On the way home he was just the least bit tempted to go topside, however. He thought he might like to walk the broad, quiet boulevards under the stars. His brain functioned better there. The tunnels were so clean and bright and sterile, so wonderfully functional and sensible, that they oppressed him somehow. Maybe, he sometimes thought, he wasn't fit for this age. Maybe he should have been born a couple of hundred years ago. But common sense told him that people in that age must have often thought exactly the same thing to themselves.

He looked at his chrono and decided he had better go home.

The apartment, when he came to it, was cold and empty without Ciel. He bathed and tried to keep up his spirits by singing in his tuneless way, but it didn't help.
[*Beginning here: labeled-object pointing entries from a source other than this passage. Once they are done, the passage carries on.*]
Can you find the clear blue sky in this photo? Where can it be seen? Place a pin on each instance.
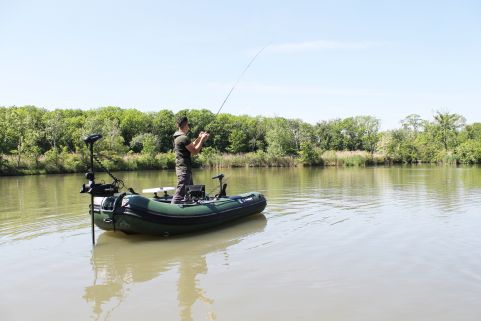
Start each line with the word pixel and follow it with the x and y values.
pixel 325 59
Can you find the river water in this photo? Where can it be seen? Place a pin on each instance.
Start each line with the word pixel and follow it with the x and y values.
pixel 379 243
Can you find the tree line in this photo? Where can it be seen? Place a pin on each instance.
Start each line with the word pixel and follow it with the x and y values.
pixel 37 138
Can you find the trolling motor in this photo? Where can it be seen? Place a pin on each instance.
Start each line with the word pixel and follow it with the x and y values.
pixel 94 189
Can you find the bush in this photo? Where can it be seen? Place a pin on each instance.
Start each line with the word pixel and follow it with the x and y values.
pixel 469 152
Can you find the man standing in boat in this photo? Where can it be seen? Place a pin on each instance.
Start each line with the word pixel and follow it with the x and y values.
pixel 183 149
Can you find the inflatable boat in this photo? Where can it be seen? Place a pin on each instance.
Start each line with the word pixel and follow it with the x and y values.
pixel 136 214
pixel 133 213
He went back into the living room, selected a film from the library and slipped it into a lap projector. He sat down and tried to concentrate on the film, a historical adventure about the days of the first moon rockets. He couldn't follow it.

The viewer rang.

He bounded from the chair as though he had triggered a high speed ejection seat in a burning jet. He went to the viewer and flicked it on. The plate shimmered, and then Ciel's image came into focus.

"Baby!" He was certain his shout overmodulated every amp tube in the entire World City viewer system. But he felt better, wonderfully better, already.

She was smiling. "Hello, Dick."

"Hello."

And then they looked at each other in affectionate embarrassment for a moment.